Fifth- and eighth-grade students in the Houston Independent School District achieved significant gains in both reading and mathematics on the first administration of the STAAR test.
Passing rates in math showed improvement from last year, as both fifth- and eighth-graders posted an increase at every performance level. Of note, HISD fifth-grade students saw their strongest growth in math at the Meets Grade Level Standard with a gain of 6 percentage points. Eighth-grade students showed the most growth in math at the Approaches Grade Level Standard with a gain of 5 percentage points from the previous year.
From 2015 to 2018, HISD students have achieved double-digit gains at the Meets Grade Level Standard in mathematics. HISD fifth-graders reaching that level increased 13 percentage points, while eighth-graders improved by 15 percentage points.
Overall, passing rates for district fifth-graders in reading increased by 6 percentage points from last year; passing rates for district eighth-graders increased by 1 percentage point. Houston eighth-graders achieving the Masters Grade Level Standard in reading increased 5 percentage points.
In math, district results mirrored trends statewide. In fifth-grade math, district scores increased by 3 percentage points, as did state scores. In eighth-grade math, district scores increased by 5 percentage points from the previous year, while state scores increased by 4 percentage points.
In fifth-grade reading, district scores increased by 6 percentage points from the previous year, and state scores increased by 7 percentage points. In eighth-grade reading, district scores increased by 1 percentage point, while the state’s scores remained flat.
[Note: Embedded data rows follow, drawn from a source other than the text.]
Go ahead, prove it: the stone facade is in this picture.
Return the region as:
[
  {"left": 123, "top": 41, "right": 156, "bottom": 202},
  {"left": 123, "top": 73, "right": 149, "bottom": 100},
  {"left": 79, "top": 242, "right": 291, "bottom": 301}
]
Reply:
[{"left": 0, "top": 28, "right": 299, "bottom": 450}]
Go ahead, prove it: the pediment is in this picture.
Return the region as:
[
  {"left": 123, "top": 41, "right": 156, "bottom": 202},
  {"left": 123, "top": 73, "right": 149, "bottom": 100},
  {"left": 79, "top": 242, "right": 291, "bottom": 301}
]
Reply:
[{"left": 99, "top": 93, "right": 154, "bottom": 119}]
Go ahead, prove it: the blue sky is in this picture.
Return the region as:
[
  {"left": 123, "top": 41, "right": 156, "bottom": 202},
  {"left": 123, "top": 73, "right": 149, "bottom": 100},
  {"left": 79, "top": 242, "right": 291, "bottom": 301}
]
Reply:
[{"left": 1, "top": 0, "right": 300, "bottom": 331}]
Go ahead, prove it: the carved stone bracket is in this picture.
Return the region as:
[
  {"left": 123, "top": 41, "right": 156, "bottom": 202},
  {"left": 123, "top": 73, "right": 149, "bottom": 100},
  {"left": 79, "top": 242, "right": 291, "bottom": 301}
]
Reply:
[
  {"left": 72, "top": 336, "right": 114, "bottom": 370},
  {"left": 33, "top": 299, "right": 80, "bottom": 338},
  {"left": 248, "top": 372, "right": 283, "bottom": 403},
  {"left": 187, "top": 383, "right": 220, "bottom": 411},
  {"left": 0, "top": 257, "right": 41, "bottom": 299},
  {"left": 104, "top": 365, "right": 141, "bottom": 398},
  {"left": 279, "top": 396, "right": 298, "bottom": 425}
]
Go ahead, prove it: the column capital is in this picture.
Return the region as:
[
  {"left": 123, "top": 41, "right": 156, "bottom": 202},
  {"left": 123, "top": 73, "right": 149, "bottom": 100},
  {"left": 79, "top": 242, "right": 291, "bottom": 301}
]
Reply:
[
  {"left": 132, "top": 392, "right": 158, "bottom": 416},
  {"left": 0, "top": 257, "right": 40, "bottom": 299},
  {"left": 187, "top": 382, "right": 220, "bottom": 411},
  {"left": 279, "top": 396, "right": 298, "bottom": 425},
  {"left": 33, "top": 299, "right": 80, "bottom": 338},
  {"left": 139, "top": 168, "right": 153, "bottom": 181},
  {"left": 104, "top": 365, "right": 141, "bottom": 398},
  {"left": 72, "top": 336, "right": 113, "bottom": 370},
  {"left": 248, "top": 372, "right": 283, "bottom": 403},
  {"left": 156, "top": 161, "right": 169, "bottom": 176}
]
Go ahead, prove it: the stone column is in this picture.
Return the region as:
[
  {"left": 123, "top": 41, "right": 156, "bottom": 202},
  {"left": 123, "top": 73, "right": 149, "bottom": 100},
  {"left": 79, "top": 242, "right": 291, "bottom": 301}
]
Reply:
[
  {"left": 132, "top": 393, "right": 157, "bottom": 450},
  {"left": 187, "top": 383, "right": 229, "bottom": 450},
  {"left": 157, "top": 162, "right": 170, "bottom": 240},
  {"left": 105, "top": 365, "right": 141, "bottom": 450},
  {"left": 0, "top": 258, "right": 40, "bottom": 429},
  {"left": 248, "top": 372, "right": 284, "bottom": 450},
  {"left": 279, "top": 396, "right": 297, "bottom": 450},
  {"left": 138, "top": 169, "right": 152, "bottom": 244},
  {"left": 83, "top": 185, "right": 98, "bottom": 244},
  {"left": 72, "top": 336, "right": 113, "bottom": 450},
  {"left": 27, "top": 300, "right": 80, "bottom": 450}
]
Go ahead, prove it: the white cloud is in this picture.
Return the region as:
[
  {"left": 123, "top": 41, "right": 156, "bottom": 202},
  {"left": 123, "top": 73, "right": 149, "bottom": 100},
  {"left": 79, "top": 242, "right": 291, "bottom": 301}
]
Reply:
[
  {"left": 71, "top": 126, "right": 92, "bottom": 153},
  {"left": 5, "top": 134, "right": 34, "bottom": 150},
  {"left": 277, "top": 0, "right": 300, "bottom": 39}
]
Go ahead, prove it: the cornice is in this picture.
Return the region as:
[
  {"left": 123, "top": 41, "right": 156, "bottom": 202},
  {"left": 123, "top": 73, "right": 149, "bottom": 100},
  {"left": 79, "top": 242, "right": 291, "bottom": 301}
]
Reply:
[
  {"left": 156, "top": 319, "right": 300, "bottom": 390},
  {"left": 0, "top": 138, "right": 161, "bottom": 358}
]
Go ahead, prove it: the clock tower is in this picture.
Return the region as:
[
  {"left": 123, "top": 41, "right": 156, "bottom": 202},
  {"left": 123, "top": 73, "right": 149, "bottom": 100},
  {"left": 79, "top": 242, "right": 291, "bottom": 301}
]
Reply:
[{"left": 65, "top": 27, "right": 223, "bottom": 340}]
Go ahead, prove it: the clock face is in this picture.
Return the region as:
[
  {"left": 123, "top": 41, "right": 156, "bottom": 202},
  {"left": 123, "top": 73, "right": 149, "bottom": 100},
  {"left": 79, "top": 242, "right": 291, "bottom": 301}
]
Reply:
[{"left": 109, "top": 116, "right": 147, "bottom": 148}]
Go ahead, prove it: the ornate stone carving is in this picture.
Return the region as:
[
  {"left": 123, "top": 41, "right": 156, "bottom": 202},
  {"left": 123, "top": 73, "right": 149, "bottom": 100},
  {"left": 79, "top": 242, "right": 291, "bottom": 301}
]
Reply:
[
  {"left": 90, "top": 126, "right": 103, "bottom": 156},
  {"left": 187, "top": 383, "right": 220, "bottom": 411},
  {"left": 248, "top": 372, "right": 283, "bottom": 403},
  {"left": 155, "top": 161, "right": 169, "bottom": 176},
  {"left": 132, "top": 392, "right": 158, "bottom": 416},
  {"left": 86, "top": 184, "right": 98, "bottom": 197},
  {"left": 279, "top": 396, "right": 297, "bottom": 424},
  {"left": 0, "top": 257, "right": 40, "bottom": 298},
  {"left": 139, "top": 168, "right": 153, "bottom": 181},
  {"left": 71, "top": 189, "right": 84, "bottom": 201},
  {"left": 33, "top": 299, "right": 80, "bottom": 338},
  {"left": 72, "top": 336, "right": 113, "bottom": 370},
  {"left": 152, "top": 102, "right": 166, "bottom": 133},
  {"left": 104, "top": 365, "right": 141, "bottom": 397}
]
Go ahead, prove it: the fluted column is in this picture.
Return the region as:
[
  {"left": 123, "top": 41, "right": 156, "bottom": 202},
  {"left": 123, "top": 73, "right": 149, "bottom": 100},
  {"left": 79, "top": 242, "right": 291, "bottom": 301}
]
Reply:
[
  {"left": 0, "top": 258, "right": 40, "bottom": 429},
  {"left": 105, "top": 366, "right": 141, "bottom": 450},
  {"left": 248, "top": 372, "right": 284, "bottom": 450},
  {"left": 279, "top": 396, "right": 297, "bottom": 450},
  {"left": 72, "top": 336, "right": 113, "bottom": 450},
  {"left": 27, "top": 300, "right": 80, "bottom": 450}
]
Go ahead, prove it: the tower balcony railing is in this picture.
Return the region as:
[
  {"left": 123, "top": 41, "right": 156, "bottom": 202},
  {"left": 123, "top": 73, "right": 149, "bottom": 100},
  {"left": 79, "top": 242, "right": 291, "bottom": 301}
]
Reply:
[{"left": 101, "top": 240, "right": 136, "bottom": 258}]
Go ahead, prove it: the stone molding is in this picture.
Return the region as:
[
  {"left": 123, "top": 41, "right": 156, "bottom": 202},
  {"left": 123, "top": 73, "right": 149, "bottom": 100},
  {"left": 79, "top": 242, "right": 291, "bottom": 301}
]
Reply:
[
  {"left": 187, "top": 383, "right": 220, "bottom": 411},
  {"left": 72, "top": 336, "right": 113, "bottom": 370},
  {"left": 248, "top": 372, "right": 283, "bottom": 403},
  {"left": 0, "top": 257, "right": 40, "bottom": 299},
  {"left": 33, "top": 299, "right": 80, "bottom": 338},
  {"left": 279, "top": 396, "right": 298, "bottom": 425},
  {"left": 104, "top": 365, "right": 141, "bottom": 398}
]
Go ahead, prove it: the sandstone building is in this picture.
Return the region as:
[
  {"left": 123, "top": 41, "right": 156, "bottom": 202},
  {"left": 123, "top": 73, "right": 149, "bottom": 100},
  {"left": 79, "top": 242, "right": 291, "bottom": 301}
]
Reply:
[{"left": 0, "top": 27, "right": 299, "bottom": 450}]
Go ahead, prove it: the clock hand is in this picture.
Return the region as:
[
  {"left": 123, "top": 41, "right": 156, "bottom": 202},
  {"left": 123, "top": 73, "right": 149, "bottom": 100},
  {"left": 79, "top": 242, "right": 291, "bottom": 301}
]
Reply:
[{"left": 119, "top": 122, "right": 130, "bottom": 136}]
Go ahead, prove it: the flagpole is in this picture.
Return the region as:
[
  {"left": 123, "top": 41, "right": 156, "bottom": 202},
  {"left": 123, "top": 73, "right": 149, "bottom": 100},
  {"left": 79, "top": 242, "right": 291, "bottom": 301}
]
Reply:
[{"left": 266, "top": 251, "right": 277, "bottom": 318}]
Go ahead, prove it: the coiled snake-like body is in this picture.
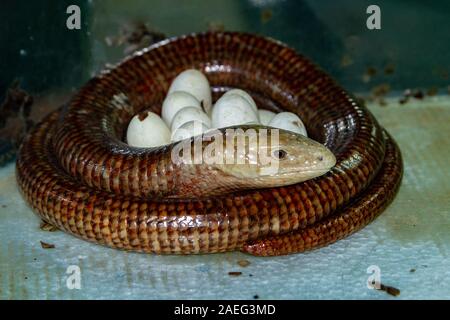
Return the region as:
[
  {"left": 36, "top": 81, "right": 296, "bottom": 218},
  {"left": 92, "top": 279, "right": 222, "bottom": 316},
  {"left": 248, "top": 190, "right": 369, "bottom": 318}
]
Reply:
[{"left": 16, "top": 32, "right": 403, "bottom": 256}]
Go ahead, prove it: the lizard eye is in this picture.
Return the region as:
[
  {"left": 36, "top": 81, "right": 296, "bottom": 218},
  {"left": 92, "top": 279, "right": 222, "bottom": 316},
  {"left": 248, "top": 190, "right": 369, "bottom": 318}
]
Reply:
[{"left": 273, "top": 149, "right": 287, "bottom": 160}]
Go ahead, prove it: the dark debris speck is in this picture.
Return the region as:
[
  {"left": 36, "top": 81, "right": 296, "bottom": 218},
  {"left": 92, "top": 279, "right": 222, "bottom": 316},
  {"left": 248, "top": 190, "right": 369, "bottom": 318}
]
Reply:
[
  {"left": 378, "top": 284, "right": 401, "bottom": 297},
  {"left": 413, "top": 90, "right": 424, "bottom": 100},
  {"left": 367, "top": 66, "right": 377, "bottom": 77},
  {"left": 427, "top": 87, "right": 438, "bottom": 96},
  {"left": 399, "top": 97, "right": 409, "bottom": 105},
  {"left": 371, "top": 83, "right": 391, "bottom": 97},
  {"left": 340, "top": 54, "right": 353, "bottom": 68},
  {"left": 260, "top": 9, "right": 273, "bottom": 24},
  {"left": 384, "top": 64, "right": 395, "bottom": 75}
]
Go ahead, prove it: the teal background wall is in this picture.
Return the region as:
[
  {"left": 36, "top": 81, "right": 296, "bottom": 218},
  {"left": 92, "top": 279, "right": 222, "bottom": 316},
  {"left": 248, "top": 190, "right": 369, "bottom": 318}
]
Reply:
[
  {"left": 1, "top": 0, "right": 449, "bottom": 98},
  {"left": 0, "top": 0, "right": 91, "bottom": 99}
]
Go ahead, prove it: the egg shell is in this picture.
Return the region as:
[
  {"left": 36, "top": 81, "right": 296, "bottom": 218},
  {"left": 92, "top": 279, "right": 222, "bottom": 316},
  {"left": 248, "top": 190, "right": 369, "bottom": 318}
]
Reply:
[
  {"left": 161, "top": 91, "right": 201, "bottom": 125},
  {"left": 258, "top": 109, "right": 276, "bottom": 125},
  {"left": 171, "top": 106, "right": 211, "bottom": 131},
  {"left": 268, "top": 112, "right": 308, "bottom": 136},
  {"left": 126, "top": 111, "right": 171, "bottom": 147},
  {"left": 223, "top": 89, "right": 258, "bottom": 113},
  {"left": 171, "top": 120, "right": 210, "bottom": 142},
  {"left": 211, "top": 94, "right": 259, "bottom": 128},
  {"left": 168, "top": 69, "right": 212, "bottom": 114}
]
The district also saw progress on closing the achievement gap in both fifth and eighth grades. In fifth grade, passing rates for African-American students increased 3 and 5 percentage points in math and reading, respectively. For Hispanic students, passing rates in math increased 3 percentage points, and passing rates in reading increased 8 percentage points.
In eighth grade, passing rates for African-American students increased 2 percentage points in math from last year. Hispanic students showed an increase of 7 and 2 percentage points in math and reading, respectively.
The district saw greater performance increases among fifth- and eighth-grade English language learners at the Approaches Grade Level Standard in both reading and math than the overall fifth- and eighth-grade student population in both subjects.
“Our students and staff have worked tirelessly this year, and I’m excited to see their work reflected in these scores,” Interim Superintendent Grenita Lathan said. “We are proud of the improvement our students have shown on this year’s STAAR math and reading assessments despite the difficult year our district has had. The focus of our efforts continues to be on our students and their continued academic progress.”
These results are based on the approximately 16,000 HISD students in grade five and approximately 13,000 students in grade eight who took the STAAR reading and math exams in April.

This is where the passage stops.